Just as with the iPhone, the Apple Watch strives to appeal to everyone, partly through a range of apps that cater to different types of people. As mentioned, you can use it in place of a boarding pass and a credit card. It can remotely control things in your home that are connected to the Internet. It also acts as a fitness band for marathon runners as well as less active people who are simply trying to move more in their daily routine — the Apple Watch can actually suggest a "move" goal for you based on how mobile you were the week prior. Even ESPN will have an app that lets you check sports scores. But, Apple Watch does have a few unique features we haven't seen in other activity monitors or smartwatches yet. One is a haptic feedback sensor that lets you send your heartbeat, in the form of little taps, from your wrist to someone else's. It might be an intimate way to connect with people when you can't physically be with them.
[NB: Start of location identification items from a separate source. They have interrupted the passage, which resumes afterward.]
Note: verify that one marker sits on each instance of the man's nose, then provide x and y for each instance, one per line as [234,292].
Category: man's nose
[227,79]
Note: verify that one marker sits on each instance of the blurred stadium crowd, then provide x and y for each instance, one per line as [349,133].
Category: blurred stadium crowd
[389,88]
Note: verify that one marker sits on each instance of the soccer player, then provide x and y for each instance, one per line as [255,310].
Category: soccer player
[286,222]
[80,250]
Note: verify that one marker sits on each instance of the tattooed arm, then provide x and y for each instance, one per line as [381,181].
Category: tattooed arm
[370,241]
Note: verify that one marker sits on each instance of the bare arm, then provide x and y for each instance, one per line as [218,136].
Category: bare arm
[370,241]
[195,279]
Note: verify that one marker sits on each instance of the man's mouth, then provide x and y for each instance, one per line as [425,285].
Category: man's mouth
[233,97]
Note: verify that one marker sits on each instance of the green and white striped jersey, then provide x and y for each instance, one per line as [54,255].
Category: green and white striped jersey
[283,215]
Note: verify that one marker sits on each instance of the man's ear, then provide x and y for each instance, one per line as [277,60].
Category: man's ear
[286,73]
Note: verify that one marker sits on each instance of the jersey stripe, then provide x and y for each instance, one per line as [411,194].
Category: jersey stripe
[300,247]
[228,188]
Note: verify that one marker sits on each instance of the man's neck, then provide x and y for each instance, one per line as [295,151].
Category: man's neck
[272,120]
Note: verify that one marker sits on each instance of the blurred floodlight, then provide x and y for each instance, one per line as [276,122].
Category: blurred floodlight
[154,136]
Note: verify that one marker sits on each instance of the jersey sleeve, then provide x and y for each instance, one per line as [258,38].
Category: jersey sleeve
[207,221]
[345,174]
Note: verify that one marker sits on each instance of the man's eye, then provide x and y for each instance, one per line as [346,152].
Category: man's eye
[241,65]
Another interesting set of apps will be utilized for medical research. Users can opt in to share personal health and motion data via apps developed by leading research universities to study breast cancer, Parkinson's disease, asthma, diabetes, and cardiovascular disorders. In its day-to-day functionality, the Apple Watch will probably be used similarly to other smartwatches, acting as a Bluetooth-connected device for quickly checking incoming messages and phone calls to minimize the amount of time you're staring at your phone.
To Buy Or Not To Buy?

Personally, I'm skipping the first generation Apple Watch. It's too expensive, and though Apple has done an excellent job with design, I want to see whether, how, and how much people end up using their watches before I take the plunge. While I do enjoy getting notifications on my wrist, I'm not convinced I'd use any of the extra features the Apple Watch exclusively provides.